Calvin on Romans 6:4

Second verse, same as the first:

Let us know, that the Apostle does not simply exhort us to imitate Christ, as though he had said that the death of Christ is a pattern which all Christians are to follow; for no doubt he ascends higher, as he announces a doctrine, with which he connects, as it is evident, an exhortation; and his doctrine is this — that the death of Christ is efficacious to destroy and demolish the depravity of our flesh, and his resurrection, to effect the renovation of a better nature, and that by baptism we are admitted into a participation of this grace. This foundation being laid, Christians may very suitably be exhorted to strive to respond to their calling. Farther, it is not to the point to say, that this power is not apparent in all the baptized; for Paul, according to his usual manner, where he speaks of the faithful, connects the reality and the effect with the outward sign; for we know that whatever the Lord offers by the visible symbol is confirmed and ratified by their faith. In short, he teaches what is the real character of baptism when rightly received. So he testifies to the Galatians, that all who have been baptized into Christ, have put on Christ. Thus indeed must we speak, as long as the institution of the Lord and the faith of the godly unite together; for we never have naked and empty symbols, except when our ingratitude and wickedness hinder the working of divine beneficence.

Calvin on Colossians 2:12

I know, I’m really bad at staying gone, but this just couldn’t wait:

When he says that we are buried with Christ, this means more than that we are crucified with him; for burial expresses a continued process of mortification.

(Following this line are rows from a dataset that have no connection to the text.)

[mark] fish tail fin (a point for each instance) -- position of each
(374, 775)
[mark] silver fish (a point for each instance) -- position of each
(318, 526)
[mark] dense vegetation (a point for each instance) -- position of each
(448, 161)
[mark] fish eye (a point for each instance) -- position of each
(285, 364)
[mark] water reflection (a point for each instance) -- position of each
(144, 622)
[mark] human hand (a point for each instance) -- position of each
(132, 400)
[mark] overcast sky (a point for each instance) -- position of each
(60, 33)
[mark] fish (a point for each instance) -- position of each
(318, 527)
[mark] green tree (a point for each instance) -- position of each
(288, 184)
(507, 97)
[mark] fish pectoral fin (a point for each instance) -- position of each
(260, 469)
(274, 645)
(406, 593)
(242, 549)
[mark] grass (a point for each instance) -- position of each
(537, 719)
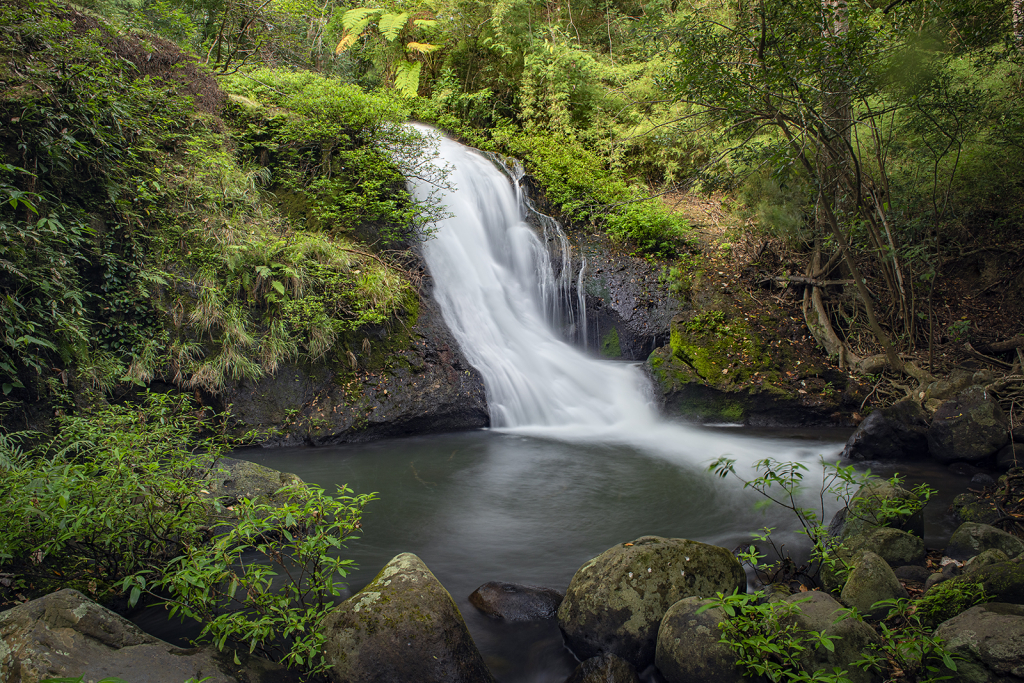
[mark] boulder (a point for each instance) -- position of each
(1003, 581)
(819, 611)
(871, 580)
(604, 669)
(972, 539)
(402, 627)
(616, 600)
(65, 634)
(988, 640)
(514, 602)
(890, 433)
(688, 650)
(231, 479)
(864, 511)
(1010, 456)
(895, 547)
(970, 426)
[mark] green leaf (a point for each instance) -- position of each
(391, 25)
(407, 78)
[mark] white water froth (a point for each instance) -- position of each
(488, 266)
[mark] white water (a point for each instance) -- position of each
(492, 271)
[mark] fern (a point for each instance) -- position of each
(407, 78)
(391, 25)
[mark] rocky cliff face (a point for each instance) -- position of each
(410, 379)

When he says, that this is done through means of baptism, as he says also in Romans 6:4, he speaks in his usual manner, ascribing efficacy to the sacrament, that it may not fruitlessly signify what does not exist. By baptism, therefore, we are buried with Christ, because Christ does at the same time accomplish efficaciously that mortification, which he there represents, that the reality may be conjoined with the sign.